Sono rarissime le volte in cui la Green ha parlato del suicidio del marito. "L'ho fatto solo quando sapevo che l'articolo non avrebbe incluso le parole "impiccato" o "corpo scoperto", dice. 

"Ma mi sono sbagliata e l'hanno fatto lo stesso. Sono un'idiota, ovviamente. So che il giornalismo è giornalismo e forse la gente vuole leggere che ho scoperto il corpo più e più volte, ma questo non definisce David o il suo lavoro. Tutto questo lo trasforma in uno scrittore di celebrità, il che penso lo avrebbe fatto molto arrabbiare, o almeno avrebbe fatto arrabbiare la parte buona di lui. Ma adesso ha definito anche me, e sto davvero lottando con questo". 

Se ha deciso di parlarne è stato perché si è sentita in dovere di pubblicare The Pale King , l'ultima opera di David, uscita postuma, e in parte perché ha la sensazione che parlare della sua esperienza possa essere di aiuto ad altre persone che sono state lasciato indietro a convivere con l'ossessione o l'incubo del suicidio. 

Non è sicura di molte cose riguardo alla morte di suo marito ma è certa di una cosa: che Wallace voleva che il Re Pallido fosse pubblicato, anche nel suo stato incompiuto. "Gli appunti che ha preso per il libro e i capitoli che erano completi, sono stati lasciati in una pila ordinata sulla sua scrivania nel garage dove lavorava. E le sue lampade erano accese sopra. Quindi non ho dubbi nella mia mente questo è quello che voleva. Era in uno stato organizzato molto insolito per David. " 
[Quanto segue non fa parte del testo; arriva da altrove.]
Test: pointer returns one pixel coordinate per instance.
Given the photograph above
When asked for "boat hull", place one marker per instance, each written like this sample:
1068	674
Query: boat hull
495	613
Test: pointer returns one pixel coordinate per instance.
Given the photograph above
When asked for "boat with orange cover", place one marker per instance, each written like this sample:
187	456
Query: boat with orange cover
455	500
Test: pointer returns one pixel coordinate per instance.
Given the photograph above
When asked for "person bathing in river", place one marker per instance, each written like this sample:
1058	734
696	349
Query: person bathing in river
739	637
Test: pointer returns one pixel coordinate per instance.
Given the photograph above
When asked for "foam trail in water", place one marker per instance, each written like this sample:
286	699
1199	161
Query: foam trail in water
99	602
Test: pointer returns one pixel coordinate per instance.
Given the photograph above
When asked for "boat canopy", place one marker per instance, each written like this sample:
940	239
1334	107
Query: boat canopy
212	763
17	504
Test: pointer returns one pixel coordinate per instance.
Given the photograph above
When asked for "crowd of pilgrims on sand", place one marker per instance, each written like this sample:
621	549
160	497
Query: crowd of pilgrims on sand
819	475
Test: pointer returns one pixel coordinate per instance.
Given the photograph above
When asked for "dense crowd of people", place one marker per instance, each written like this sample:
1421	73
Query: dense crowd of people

"Forse l'ottusità è associata al dolore psichico", ha scritto Wallace in una delle pagine del Re Pallido, uscito con enorme successo dopo la sua morte, "perché qualcosa di opaco o opaco non riesce a fornire abbastanza stimoli per distrarre le persone da qualche altro tipo di dolore più profondo che è sempre presente, anche se solo ad un livello inferiore, e da cui la maggior parte di noi spende quasi tutto il proprio tempo e le proprie energie cercando di distrarsi."

Una delle molte pagine profetiche dell'opera di un grande scrittore.